Я продолжаю категорически качать головой.

— Тебе не стоит прятаться. То, что я увидела сегодня… — Знаю, Гас слишком сомневается в себе, поэтому мне нужно сказать, что-нибудь убедительное. – Ты на той сцене… Господи… это было невероятно. Твой голос, музыка… даже просто твое присутствие – это все было восхитительно. Ответил ли ты на мой вызов? Черт… Да ты буквально «порвал» меня.

Гас продолжает смотреть на меня с серьезным видом. Он слегка наклоняется вперед, и я ощущаю, как воздух вокруг нас начинает электризоваться. Гас опускает взгляд на мой рот, а потом опять переводит его на глаза.

— Просто ты по-другому смотришь и видишь эту сторону. То, что ты только что описала… Это не мог быть я.

— Почему?

— Потому что я всегда сомневаюсь в своем таланте и постоянно задаю себе вопрос, есть ли он у меня вообще. Черт, да весь последний год я даже не мог написать новый альбом.

Мне хочется схватить и потрясти его за плечи, но вместо этого я сжимаю руки в кулаки.

Как ты можешь такое говорить? Ты самый талантливый человек из всех, кого я встречала. И ты только что написал новый альбом.

Гас берет меня за руки и начинает аккуратно разгибать мои пальцы.

— То есть ты хочешь сказать, что я должен послать все свои сомнения на хрен, потому что все это полная ерунда? Что ты видишь меня другим?

Я пристально смотрю ему в глаза и киваю.

— Да. Именно это я и говорю.

Гас сжимает мои ладони и поднимает бровь, чтобы подчеркнуть слова, которые он еще даже не произнес.

— Так и я говорю тебе тоже самое.

Пока я думаю об услышанном, он берет меня за икры и ставит мои стопы на свои колени.

— Ты не видишь в себе женщину, которую вижу я, – произносит Гас, раздвигая мои ноги и опуская их до тех пор, пока его колени не оказываются между моими.

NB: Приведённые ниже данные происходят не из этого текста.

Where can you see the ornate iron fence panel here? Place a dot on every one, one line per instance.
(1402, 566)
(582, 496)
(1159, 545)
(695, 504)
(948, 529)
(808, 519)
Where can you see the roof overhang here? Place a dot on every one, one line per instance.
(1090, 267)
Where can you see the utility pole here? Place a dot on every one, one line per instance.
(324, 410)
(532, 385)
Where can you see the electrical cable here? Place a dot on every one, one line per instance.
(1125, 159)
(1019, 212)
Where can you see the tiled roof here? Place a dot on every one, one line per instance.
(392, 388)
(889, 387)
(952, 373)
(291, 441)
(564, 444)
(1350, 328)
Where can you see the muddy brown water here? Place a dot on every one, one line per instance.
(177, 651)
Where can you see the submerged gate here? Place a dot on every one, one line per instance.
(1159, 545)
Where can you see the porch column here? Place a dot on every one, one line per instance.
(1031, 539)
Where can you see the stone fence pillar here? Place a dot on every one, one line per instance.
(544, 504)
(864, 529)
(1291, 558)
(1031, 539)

Я пытаюсь слушать, но мое внимание разрывается между тем, что говорят его губы и тем, что делают руки. Он вновь опускает ладони на мои колени, но в этот раз медленно скользит ими в сторону бедер. Его руки продолжают свое движение, пока не обхватывают меня сзади. Гас приподнимает меня и пересаживает к себе на колени.

Мое сердце словно сошло с ума. Я и не знала, что прикосновением можно запустить в работу все пять органов чувств одновременно. Так и не поднимая глаз, концентрируюсь на ощущении его рук, двигающихся по моей спине… вверх и вниз… медленно и успокаивающе. Мои веки закрываются, но как только я погружаюсь в темноту, во мне просыпается желание. Такое желание дотронуться до него, какого я не испытывала ни разу в жизни. Кладу руки ему на грудь. На нем нет рубашки, его тело все еще теплое после душа. Мои глаза закрыты, но я чувствую, как он прижимается ко мне и начинает шептать в ухо. Так продолжается наш разговор, захватывающее сочетание слов и прикосновений.